There is little doubt that being a government official is difficult when struck by a natural disaster as formidable as Hurricane Sandy. There are thousands of people in varying levels of need and limited resources to help them with. However, these same situations are some of the easiest if you are a politician (and of course, many people are both, and one side of their job is much easier than the other). Instead of arguing over tax policy and foreign affairs, you get to tell all of your constituents to be safe and take some me-time. Not that they’re wrong, it’s just hard to mess that one up.
For New Jersey Governor Chris Christie, however, there is more to think about.

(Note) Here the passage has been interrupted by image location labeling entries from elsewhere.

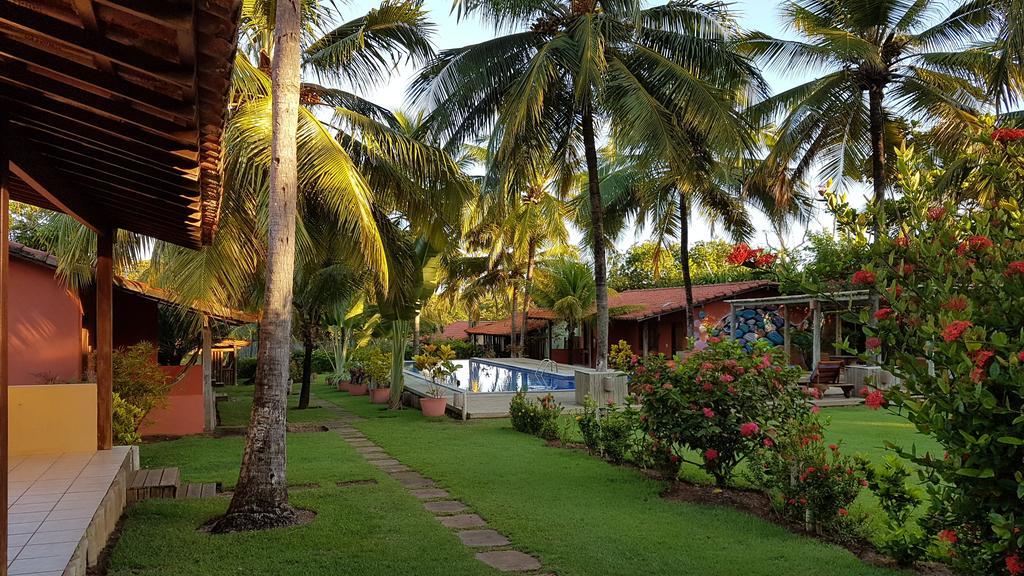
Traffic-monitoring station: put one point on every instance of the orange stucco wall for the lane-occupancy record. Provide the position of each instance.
(45, 327)
(183, 413)
(52, 418)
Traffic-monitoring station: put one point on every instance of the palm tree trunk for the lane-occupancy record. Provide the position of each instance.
(875, 94)
(398, 330)
(684, 260)
(307, 367)
(530, 261)
(260, 498)
(512, 332)
(597, 237)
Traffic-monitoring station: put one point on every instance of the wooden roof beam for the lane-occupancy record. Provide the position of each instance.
(119, 130)
(84, 75)
(19, 17)
(150, 119)
(51, 187)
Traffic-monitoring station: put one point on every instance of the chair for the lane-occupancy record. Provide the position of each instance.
(826, 375)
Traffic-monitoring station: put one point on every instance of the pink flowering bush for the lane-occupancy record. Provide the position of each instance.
(810, 482)
(717, 404)
(952, 288)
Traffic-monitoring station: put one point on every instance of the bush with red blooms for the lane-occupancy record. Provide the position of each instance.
(949, 276)
(717, 404)
(809, 481)
(757, 258)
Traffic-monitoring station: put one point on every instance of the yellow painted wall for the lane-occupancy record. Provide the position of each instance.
(51, 418)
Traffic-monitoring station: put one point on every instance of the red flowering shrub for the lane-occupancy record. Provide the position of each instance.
(809, 482)
(953, 338)
(743, 255)
(719, 403)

He is the governor of the densest state in the country, the one hardest hit by the storm, an outspoken critic of the president, and an oft talked about candidate for president the next time the Republicans need one, whether that’s 2016 or 2020. So, a huge storm lays waste to your state, the president swoops in to help, it’s a week before the election…what do you do?
Christie could have scored major points with Mitt Romney and the rest of the G.O.P. by criticizing Obama’s relief efforts. If he was looking to be appointed by Romney to a cabinet position, this could be a logical play, but Governor Christie intends to keep his title, and he will at least until 2014 when he expects a strong challenge from Newark mayor and amateur superhero, Cory Booker. New Jersey is a blue state, and a blatantly political attack on the president when he is trying to help the state recover could sink the popular governor’s reelection chances.
Instead, with an eye toward 2014, 2016, or perhaps simply speaking his mind, Governor Christie was full of praise for the president:
"He has worked incredibly closely with me since before the storm hit. I think this is our sixth conversation since the weekend. And it's been a great working relationship to make sure that we're doing the jobs that people elected us to do. And I cannot thank the president enough for his personal concern and compassion for our state and for the people of our state. And I heard it on the phone conversations with him, and I was able to witness it today personally."
Is Christie a very shrewd politician thinking several moves ahead or just a guy who doesn’t censor himself? In this case, and for much of his political career, he’s been able to be both.